The poor wretches looked at me somewhat as they might have looked at a visitor from some other world. They had ceased to be criminals or prisoners. They had no more crime left in them, and they would not have escaped if they could, so in their case discipline was relaxed and I spent a few francs in buying some of the rude carvings and a few walking-sticks which they had made out of lianes, the only work with which they whiled away the long sunny hours. It was worth twenty times the money to see their feeble, almost pitiful, delight as they looked at the little silver coins in their brown, shrivelled hands, and I really think that some at least of the blessings which followed me out of the camp were sincere. But when I said this to the Commandant he only smiled, and said:
“Perhaps! But no doubt they would like a visitor from England every day.”
A few days after I had finished my round of visits to the prison camps I had the privilege of assisting at a session of the Disciplinary Commission, a court whose function it is to hear complaints, grant redresses and privileges, try offences against the penal regulations, and inflict punishment. The Commandant is President, ex officio, and he is assisted by an officer of the Administration, who is a sort of civil magistrate and the Conductor of Works. These functionaries sit at a curved desk on a platform, and here, for the first time, I took my seat on a judicial bench.
There was a space of about twelve feet between the end of the platform and the railing which divided off the rest of the hall. Here the Principal Surveillant sat at one desk, and opposite to him on the other side of the room the Greffier or Clerk of the Court.
The court being a French one, precedence was, of course, given to the ladies. They were brought in one by one through a side door between the railings and the platform. The triviality of their complaints testified eloquently to the narrowness of the little lives they led.

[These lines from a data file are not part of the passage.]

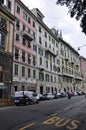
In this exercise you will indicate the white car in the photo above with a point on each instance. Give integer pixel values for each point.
(49, 96)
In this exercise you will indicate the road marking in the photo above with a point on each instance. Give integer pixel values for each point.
(27, 126)
(52, 115)
(67, 108)
(61, 122)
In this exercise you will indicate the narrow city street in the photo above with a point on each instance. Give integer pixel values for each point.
(56, 114)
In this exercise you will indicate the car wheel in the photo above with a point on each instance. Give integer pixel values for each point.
(37, 101)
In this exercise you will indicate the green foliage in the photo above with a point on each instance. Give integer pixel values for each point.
(77, 9)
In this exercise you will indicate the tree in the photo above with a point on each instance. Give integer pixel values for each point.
(77, 9)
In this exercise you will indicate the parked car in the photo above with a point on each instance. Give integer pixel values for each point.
(61, 95)
(49, 96)
(25, 97)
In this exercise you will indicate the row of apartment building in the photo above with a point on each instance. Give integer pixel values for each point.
(35, 57)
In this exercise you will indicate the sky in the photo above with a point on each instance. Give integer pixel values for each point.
(58, 17)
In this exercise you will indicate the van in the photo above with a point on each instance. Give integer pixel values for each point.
(25, 97)
(22, 97)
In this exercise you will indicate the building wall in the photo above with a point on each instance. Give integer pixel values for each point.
(6, 50)
(24, 82)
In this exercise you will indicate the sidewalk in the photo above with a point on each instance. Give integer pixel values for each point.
(6, 102)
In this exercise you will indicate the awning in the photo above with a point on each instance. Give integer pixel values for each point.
(2, 86)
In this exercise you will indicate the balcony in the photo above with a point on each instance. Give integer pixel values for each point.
(51, 52)
(27, 35)
(72, 62)
(41, 68)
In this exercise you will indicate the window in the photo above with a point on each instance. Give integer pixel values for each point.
(16, 53)
(34, 74)
(45, 44)
(49, 38)
(40, 61)
(34, 60)
(41, 76)
(35, 48)
(3, 23)
(28, 30)
(29, 60)
(23, 56)
(40, 41)
(46, 64)
(34, 35)
(28, 72)
(16, 70)
(18, 9)
(47, 77)
(24, 16)
(45, 34)
(7, 3)
(51, 78)
(29, 20)
(33, 24)
(24, 27)
(24, 41)
(29, 44)
(23, 71)
(17, 38)
(2, 40)
(17, 24)
(40, 29)
(40, 51)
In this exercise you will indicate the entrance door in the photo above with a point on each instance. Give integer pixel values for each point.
(41, 89)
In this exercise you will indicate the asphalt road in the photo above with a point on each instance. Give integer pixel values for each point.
(57, 114)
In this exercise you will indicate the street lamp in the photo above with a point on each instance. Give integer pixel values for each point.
(81, 46)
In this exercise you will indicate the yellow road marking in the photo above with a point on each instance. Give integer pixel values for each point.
(67, 108)
(27, 126)
(53, 115)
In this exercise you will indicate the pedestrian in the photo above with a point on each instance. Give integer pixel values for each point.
(69, 96)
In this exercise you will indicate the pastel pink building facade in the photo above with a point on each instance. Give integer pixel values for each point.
(83, 72)
(24, 57)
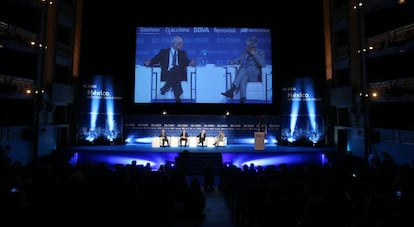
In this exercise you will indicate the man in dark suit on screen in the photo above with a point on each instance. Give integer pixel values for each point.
(173, 62)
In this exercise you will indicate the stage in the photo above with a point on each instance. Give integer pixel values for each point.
(232, 154)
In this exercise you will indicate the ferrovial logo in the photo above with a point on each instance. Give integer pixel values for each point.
(224, 30)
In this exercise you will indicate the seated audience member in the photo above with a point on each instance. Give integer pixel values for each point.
(202, 137)
(164, 138)
(183, 137)
(219, 138)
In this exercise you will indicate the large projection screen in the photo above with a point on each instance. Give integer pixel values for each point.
(213, 49)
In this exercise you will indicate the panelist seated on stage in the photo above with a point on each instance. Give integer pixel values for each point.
(164, 138)
(183, 137)
(219, 140)
(202, 136)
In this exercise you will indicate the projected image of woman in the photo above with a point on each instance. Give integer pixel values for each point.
(251, 61)
(173, 62)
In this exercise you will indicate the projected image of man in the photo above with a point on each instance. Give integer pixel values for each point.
(173, 62)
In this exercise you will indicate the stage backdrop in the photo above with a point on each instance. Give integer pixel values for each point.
(238, 129)
(302, 112)
(100, 117)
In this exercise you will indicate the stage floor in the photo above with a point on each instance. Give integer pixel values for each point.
(237, 154)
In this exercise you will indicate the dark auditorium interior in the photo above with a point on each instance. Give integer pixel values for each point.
(348, 161)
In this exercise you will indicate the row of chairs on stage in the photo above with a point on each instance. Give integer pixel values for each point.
(174, 141)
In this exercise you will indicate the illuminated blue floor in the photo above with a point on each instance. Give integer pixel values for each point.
(238, 154)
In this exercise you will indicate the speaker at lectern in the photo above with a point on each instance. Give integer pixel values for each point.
(259, 140)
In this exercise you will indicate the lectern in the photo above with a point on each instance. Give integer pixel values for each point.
(259, 140)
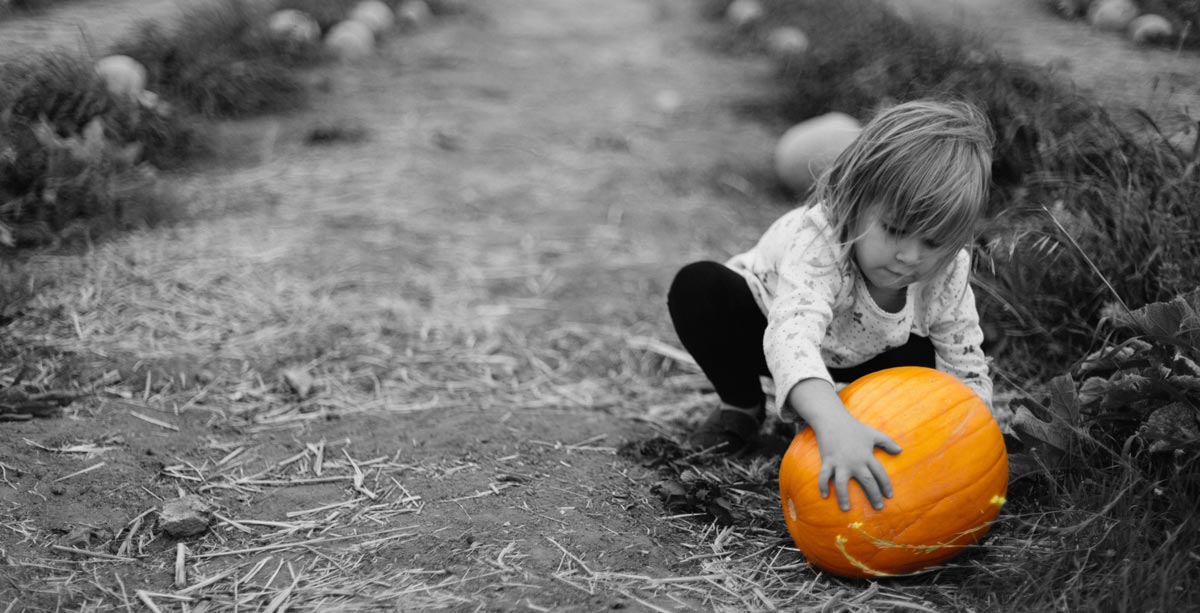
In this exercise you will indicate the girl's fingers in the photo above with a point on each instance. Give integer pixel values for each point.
(870, 487)
(886, 443)
(841, 484)
(881, 478)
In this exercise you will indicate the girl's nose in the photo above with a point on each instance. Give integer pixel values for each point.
(910, 251)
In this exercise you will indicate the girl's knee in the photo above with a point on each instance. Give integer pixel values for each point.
(699, 278)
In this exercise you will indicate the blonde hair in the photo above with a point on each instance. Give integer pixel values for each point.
(925, 163)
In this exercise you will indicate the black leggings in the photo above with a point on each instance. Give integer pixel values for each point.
(721, 326)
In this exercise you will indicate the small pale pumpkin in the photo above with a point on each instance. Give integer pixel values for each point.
(948, 484)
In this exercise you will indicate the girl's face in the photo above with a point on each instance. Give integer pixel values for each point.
(891, 257)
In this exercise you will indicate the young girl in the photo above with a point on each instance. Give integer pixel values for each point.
(874, 274)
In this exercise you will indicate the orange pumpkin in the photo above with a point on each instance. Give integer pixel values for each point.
(948, 484)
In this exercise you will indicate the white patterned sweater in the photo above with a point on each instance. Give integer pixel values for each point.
(820, 313)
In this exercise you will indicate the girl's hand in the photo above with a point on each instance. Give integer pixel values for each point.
(847, 451)
(846, 445)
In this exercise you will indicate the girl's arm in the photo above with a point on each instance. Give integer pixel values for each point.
(955, 332)
(846, 445)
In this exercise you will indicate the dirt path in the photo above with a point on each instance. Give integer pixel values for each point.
(400, 368)
(469, 293)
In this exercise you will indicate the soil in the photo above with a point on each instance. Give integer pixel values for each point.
(449, 329)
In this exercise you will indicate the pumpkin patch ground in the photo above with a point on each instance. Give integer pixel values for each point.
(427, 367)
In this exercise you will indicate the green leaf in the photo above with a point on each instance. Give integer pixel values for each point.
(1171, 427)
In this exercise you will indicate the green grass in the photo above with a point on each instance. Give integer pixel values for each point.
(219, 61)
(60, 181)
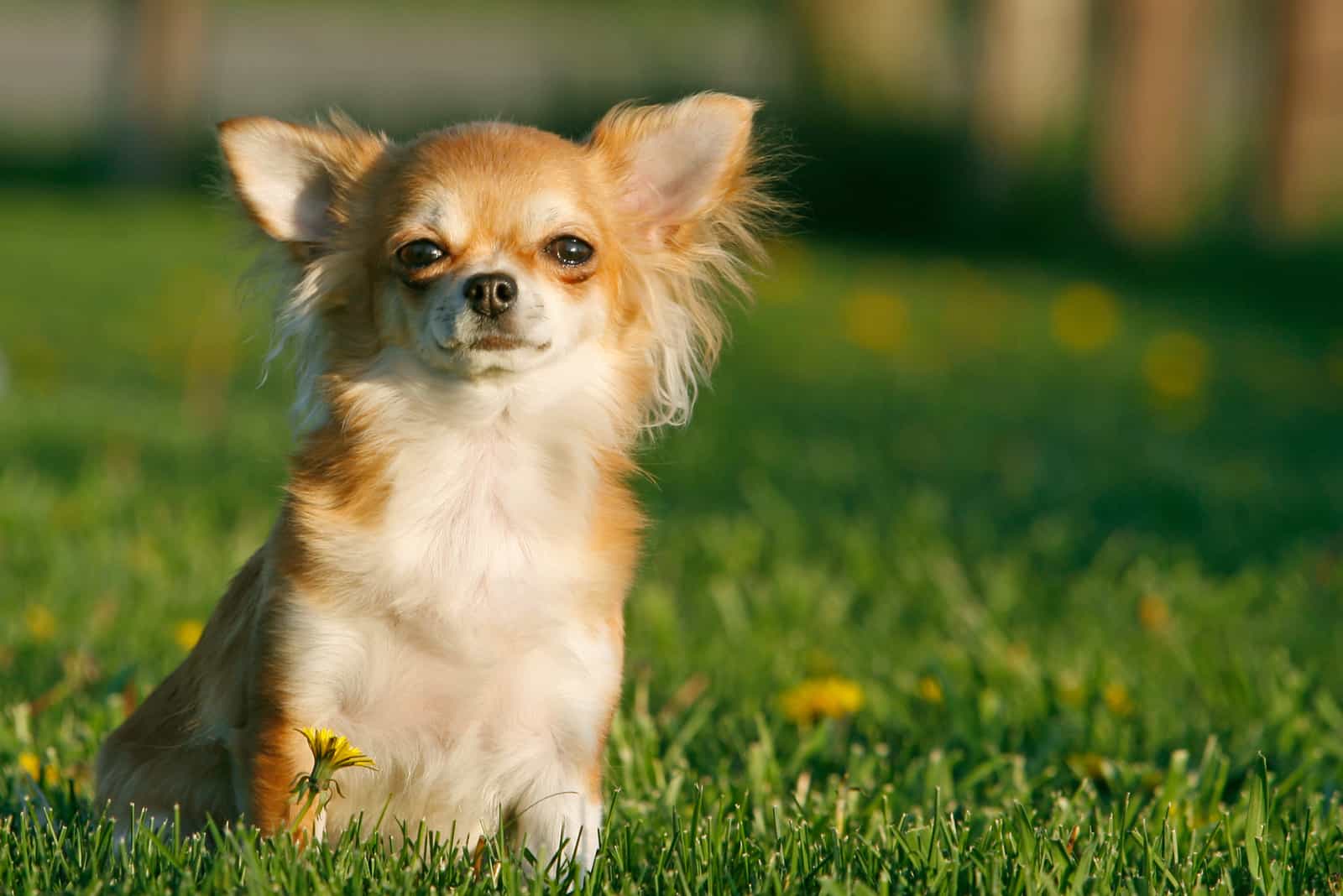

One woman accused another of stealing her needle and thread so as to get her into trouble. Another wanted three halfpence of her savings, which she said the Mother Superior was unjustly keeping from her. A third wanted to know why she hadn’t had a letter from a friend of hers in service in Noumea, and was gravely informed that the plague had seriously interrupted communications and the letter would probably arrive as soon as possible. Another had rheumatism, and wanted to be taken off the field-work; besides, she was getting too old, she was nearly seventy—and her request was promptly granted.
Then a few were accused of little acts of idleness or insubordination or wastefulness. These were either fined a penny or so, according to the magnitude of the offence, or dismissed with a caution.
It must not, however, be imagined from this that the ladies of the relégation at the Isle of Pines are exactly models of female deportment, for, as the Commandant told me afterwards, they once revolted, and before help could be got they had caught two surveillants, stripped them stark naked, and made them run the gauntlet of the Convent between two rows of beautiful palms, after which they douched them well in a muddy duck-pond. They were proceeding to treat the good sisters in the same way when rescue arrived from Kuto and the other camps.
The male prisoners were a terribly hard-looking lot. They were brought up in twos and threes—plaintiff, defendant, and witnesses—and they accused each other of every sort of crime, from stealing a bit of bread to attempted murder.